In an earlier blog, we discussed the initial requirement of a personal injury lawsuit, that the injured party demonstrate that the defendant breached the duty to act as a reasonable person would. Once you’ve successfully shown that the defendant’s level of care was below that expected by a reasonable person, you must next show that the failure caused an injury.
Causation Defined
Under the common law, there are two types of causation, both of which must be shown for a personal injury claim to succeed: actual cause and proximate cause.
Actual, or “but for” cause, is the simplest to show. To meet this burden, you need only show that, in the absence of the defendant’s breach of the duty of care, the accident would not have happened and the injury would not have been suffered. Actual cause can apply to direct losses—a person runs a red light and hits your car—the property damage to your car is a direct result of the breach. It can also, however, apply to indirect, or consequential, injuries. Suppose, in the accident above, the collision causes you to lose control of your car and careen into an ice cream store, causing loss of power and the ultimate loss of $10,000 worth of ice cream—running the red light was the actual cause.
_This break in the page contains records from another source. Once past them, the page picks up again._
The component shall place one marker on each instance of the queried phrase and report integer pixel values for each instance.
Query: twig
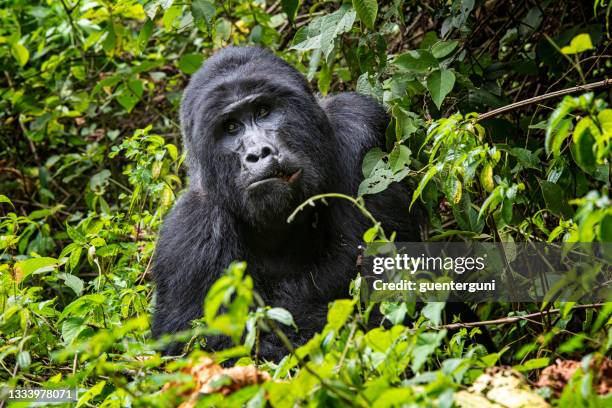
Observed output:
(588, 87)
(513, 319)
(303, 364)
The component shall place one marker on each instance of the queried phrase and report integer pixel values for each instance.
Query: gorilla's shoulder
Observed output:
(355, 112)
But there’s another causal requirement before you can recover compensation—you must show proximate cause. Essentially, this requires that you show that the damages or losses suffered were reasonably foreseeable based on your negligence. That question is a question for the jury, so ultimately jurors will have to determine if there was proximate cause.
Even though you’ve established a breach of the standard of care, and met the causation requirements, you must still show that you suffered actual injury.